Laying the Smack Down
A review copy of Galaxy Wrestling Federation was supplied by Homosapiens Lab.
Galaxy Wrestling Federation is an odd little boxed game, ostensibly being a trick taking game with a fighting theme. Stepping into the spandex of one of the Galaxy’s finest wrestlers you will be given a set of cards, each player being given the exact same set. As you battle it out in the ring you pick on an opponent trying to beat them in a competition of strength (highest number wins) or speed (lowest number wins). The person who wins the most bouts at the end of the game is the winner (you get a wrestling belt for each match!).
On the count of 3 you turn your cards and see who has won this bout. If one card beats the other then the bout is over, but if the initial clash leads no results you compare the main card number as a speed or strength contest.
The balance of the cards is pretty subtle and the game actually has a lot more depth than it initially seems: not only can you not just wail on the person who is losing, but the game also ends when one person has 3 pairs of the same number in front of them, opening up an interesting tactical space. On top of this you have a super move that can beat any other card apart from another super move, but when is best deployed? Add in a bit of being able to interrupt other player’s bouts as they happen and you have a fun, compact game that makes for a nice bit of filler but that could have really done with another pass at the rulebook.
Enter the Forest
I backed the Forest Dragon Kickstarter with my own cash.
Created by the youngest designer I know of, Rory Hodgson , The Forest Dragon is a rather charming game of push your luck and magical adventures with lovely illustrations of the various inhabitants of the Forest. Setup is quick being just laying out a grid of cards facedown for you to explore.
Making your way into the forest you begin to turn cards over, finding artifacts to give you points, equipment to help you on your journey and monsters that will stop you in your tracks. All sorts of things can happen to you in the forest and you can stop adventuring at any time, but there is always that temptation to go one step further.
There isn’t much more to it than that but there are a good number of expansions that will provide some different play and opportunities as you journey through this mysterious land.
The game has a simple premise but it makes up for that with oodles of charm and a quick play time.
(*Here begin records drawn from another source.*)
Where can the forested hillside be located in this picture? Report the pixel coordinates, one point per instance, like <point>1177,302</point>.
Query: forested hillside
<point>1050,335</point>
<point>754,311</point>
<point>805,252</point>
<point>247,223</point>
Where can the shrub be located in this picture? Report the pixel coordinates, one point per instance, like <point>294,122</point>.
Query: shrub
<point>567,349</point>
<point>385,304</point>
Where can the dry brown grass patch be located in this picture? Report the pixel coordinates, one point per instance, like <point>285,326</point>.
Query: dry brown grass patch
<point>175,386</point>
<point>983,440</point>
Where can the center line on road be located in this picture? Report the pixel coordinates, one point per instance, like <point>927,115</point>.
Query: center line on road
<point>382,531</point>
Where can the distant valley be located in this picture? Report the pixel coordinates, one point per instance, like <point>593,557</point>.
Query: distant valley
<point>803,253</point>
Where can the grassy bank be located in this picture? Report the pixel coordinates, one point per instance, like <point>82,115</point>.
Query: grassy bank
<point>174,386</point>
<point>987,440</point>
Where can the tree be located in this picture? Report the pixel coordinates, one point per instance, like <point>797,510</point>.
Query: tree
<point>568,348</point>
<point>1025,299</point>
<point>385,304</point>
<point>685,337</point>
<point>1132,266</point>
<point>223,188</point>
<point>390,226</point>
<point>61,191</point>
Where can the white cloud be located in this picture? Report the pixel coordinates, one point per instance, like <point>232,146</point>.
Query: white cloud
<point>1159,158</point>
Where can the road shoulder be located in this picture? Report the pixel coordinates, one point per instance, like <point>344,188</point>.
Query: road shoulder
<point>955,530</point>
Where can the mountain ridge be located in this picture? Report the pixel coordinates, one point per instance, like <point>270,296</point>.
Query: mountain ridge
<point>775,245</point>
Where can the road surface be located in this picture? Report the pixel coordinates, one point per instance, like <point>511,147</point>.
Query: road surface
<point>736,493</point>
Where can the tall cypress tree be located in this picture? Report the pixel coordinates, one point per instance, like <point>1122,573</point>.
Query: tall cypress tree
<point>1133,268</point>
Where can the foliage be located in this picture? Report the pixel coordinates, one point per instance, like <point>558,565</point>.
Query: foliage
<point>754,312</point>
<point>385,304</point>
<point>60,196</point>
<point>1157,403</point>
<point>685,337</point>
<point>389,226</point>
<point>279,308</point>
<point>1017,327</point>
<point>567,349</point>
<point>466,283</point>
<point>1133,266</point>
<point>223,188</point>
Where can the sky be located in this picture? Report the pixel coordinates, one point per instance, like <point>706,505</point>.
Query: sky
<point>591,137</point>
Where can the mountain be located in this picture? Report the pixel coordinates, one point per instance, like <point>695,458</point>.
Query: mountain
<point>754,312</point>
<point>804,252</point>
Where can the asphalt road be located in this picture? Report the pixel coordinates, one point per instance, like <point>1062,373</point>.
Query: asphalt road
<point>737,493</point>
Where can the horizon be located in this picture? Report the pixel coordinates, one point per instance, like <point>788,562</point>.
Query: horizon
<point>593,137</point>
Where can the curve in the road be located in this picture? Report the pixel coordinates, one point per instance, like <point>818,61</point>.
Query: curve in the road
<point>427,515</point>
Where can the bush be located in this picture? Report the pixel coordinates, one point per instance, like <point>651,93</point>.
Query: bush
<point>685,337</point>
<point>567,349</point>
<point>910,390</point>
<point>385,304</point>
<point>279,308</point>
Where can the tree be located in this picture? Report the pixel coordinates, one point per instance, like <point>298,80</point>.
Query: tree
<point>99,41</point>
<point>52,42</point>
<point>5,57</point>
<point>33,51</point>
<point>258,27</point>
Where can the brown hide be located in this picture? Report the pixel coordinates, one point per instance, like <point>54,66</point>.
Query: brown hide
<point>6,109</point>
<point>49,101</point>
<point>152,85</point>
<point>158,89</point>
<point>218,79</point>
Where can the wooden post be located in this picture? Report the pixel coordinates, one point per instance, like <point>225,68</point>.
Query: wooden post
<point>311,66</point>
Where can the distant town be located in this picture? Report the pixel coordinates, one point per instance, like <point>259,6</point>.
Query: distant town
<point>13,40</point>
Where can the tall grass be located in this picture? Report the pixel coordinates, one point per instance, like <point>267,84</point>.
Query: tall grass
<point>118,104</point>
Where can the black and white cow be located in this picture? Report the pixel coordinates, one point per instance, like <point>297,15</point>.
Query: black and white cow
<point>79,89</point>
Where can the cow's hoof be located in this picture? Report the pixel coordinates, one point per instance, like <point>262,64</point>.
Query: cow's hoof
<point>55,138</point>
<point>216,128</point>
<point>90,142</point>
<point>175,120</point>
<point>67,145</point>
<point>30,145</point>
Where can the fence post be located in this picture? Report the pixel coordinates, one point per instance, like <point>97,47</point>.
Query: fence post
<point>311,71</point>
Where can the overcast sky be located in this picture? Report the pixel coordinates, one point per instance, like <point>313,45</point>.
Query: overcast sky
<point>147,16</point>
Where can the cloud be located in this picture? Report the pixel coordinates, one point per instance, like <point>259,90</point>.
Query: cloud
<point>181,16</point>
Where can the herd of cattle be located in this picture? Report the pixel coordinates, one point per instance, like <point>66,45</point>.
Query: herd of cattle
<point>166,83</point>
It’s not going to win any prizes for depth or strategy but it has proven to be a hit with a mates kids. Definitely one to consider if you are looking for something different to play with the family. You can get the Forest Dragon from Handiwork Games, and there is now a follow up game out as well.
Watch out for the Squirrel
A review copy of Squirrel was provided by the designer.
Squirrel is probably the smallest game I have ever reviewed, not much bigger than a matchbox. Handcrafted by the designers this is a quick two player game of foraging nuts, a dash of tactical movement and a little bit of subterfuge. Over a 3 x 3 grid your squirrel meeples will scamper, moving and picking up adjacent cards hoping to have the most nuts by the end of the game, when all the piles of cards have turned brown and winter is coming (no it’s not Game of Thrones).
As you can only hold 3 cards in your hand max, sometimes you have to discard a card back to the grid and this can lead to some interesting choices. As you lay cards back into the grid faceup you can be giving your opponent info about what you may have in hand as there are a limited number of each card type. On top of this if you ever land on a revealed nut card, dropped by one of the players, you can steal from your opponent, not that that has happened in any of my games so far.
Squirrel is a very charming game, lovingly crafted but not terribly deep. I can’t really see me coming back to it again and again but I have definitely enjoyed my time with it and I could see it having a place in a travelling bag of games to keep kids entertained on long journeys or to while away the time on a train. Squirrel is on Kickstarter now and will be coming to retail later this year.